Mr. Franklin embarked on what he described as a “bold and arduous Project” to identify the standard for – and achieve – perfection. He was, after all, an avid and accomplished scientist and inventor, was he not? Hence he compiled a list of 13 Virtues and developed a report card of sorts, to annotate those times he failed to meet a standard for any given virtue. He would literally record his daily missteps.
Imagine doing that today. I, personally, don’t think I would be pleased with my results. My scorecard would likely compare to a really bad day on the golf course. Then, again, who’s keeping score? Well, Mr. Franklin did, and he found he could not pass his own test. Oh, he wanted to, and he tried really hard – probably harder than most – yet, ultimately, even inevitably, he fell short. Regardless, he believed he was a better person, a better member of society, for having set course and sailed.
What follows are the 13 Virtues Mr. Franklin identified and his corresponding definitions. Some of mine are on his list; some are not. I encourage you to create your own lists and endeavor to hold yourselves to account. Mr. Franklin, by his own admission, was imperfect. Not one of us has, nor ever will achieve perfection over the course of our lives; hence, we will always live in an imperfect world. But, if we embrace a greater sense of purpose, aspire to be people of great character, and resolve to inspire others to do the same, our society will be “better” than it otherwise would. Now, if that could be our legacy!

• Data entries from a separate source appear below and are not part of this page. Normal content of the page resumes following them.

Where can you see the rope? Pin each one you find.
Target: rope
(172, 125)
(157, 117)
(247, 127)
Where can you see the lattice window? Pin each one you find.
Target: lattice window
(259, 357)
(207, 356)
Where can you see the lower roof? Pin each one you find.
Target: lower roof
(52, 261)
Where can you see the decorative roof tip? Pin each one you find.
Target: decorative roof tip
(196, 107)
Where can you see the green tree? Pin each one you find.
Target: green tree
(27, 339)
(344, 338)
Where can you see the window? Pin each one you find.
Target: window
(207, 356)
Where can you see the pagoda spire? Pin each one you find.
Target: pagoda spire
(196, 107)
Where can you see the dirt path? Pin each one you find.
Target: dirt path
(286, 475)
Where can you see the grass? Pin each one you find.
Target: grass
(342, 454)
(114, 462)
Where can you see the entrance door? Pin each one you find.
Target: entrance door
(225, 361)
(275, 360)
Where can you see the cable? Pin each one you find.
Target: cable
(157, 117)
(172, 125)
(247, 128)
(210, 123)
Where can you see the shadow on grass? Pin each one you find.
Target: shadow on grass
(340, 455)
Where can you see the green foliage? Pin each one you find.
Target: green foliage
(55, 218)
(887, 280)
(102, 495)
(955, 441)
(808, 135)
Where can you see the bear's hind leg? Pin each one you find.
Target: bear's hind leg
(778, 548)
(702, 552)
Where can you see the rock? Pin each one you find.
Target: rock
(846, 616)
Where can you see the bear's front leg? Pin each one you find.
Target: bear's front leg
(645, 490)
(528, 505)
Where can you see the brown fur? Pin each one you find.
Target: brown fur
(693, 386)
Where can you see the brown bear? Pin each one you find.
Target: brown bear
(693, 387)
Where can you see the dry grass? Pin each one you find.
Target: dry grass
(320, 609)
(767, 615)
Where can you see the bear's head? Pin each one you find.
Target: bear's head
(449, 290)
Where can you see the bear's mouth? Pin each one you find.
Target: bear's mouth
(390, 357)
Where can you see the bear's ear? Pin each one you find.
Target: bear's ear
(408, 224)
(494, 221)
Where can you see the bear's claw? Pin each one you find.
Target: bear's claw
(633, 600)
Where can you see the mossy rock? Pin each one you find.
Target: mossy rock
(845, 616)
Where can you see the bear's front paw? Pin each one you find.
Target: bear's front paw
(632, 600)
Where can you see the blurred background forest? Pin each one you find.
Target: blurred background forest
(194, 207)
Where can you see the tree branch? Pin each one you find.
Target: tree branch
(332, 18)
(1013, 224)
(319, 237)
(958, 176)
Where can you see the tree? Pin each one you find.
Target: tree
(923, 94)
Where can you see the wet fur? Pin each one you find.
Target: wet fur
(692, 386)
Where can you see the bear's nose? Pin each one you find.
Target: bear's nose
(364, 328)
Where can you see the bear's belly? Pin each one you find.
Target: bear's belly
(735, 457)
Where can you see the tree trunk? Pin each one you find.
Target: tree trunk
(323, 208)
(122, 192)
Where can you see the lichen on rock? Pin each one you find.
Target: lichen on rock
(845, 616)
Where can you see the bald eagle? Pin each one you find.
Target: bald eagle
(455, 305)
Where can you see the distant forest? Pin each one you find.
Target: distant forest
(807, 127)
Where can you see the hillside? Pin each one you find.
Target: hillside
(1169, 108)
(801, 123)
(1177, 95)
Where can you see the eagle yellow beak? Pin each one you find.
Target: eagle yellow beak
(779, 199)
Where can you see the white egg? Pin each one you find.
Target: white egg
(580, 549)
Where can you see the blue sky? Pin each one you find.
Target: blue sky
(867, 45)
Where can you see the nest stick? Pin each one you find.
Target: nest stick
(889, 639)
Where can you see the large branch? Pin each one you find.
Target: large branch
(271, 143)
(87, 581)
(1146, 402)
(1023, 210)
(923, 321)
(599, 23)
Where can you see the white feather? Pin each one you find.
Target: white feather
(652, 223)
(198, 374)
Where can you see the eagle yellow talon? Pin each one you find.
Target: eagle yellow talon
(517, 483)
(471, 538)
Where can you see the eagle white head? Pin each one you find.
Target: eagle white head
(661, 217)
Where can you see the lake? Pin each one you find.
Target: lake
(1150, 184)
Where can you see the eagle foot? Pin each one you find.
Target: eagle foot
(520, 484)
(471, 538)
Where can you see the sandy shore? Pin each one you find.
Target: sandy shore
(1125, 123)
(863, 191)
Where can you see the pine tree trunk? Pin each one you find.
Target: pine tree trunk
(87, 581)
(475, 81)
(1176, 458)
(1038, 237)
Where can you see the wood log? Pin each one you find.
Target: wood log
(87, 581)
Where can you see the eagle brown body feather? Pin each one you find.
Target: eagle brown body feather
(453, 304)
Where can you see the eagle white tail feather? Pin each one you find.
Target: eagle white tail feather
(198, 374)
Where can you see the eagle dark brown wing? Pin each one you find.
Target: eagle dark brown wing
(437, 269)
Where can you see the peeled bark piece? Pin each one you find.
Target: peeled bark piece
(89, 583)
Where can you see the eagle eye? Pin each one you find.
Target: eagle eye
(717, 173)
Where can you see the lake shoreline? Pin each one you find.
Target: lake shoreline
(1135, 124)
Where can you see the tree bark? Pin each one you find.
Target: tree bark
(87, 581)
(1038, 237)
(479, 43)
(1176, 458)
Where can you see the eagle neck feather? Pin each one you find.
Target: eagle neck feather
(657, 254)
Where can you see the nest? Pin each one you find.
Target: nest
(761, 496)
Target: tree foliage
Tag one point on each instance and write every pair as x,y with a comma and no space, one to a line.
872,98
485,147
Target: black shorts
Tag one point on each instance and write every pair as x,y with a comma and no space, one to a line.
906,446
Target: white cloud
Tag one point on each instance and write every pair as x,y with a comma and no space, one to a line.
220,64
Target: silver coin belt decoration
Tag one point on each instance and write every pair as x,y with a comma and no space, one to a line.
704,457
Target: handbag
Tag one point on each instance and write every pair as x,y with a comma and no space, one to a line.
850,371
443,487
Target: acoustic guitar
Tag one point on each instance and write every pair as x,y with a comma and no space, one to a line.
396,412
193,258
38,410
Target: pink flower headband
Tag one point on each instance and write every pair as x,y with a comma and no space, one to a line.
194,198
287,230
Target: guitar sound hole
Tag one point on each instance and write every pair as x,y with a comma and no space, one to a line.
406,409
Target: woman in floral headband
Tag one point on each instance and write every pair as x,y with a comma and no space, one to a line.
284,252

As Mr. Franklin said, “I hope, therefore, that some of my descendants may follow the example and reap the benefit.”
- Temperance. Eat not to dullness; drink not to elevation.
- Silence. Speak not but what may benefit others or yourself; avoid trifling conversation.
- Order. Let all your things have their places; let each part of your business have its time.
- Resolution. Resolve to perform what you ought; perform without fail what you resolve.
- Frugality. Make no expense but to do good to others or yourself; i.e. waste nothing.
- Industry. Lose no time; be always employ’d in something useful; cut off all unnecessary actions.
- Sincerity. Use no hurtful deceit; think innocently and justly, and, if you speak, speak accordingly.
- Justice. Wrong none by doing injuries, or omitting the benefits that are your duty.
- Moderation. Avoid extremes; forbear resenting injuries so much as you think they deserve.
- Cleanliness. Tolerate no uncleanliness in body, cloathes, or habitation.
- Tranquility. Be not disturbed at trifles, or at accidents common or unavoidable.
- Chastity. Rarely use venery but for health or offspring, never to dullness, weakness, or the injury of your own or another’s peace or reputation.
- Humility. Imitate Jesus and Socrates.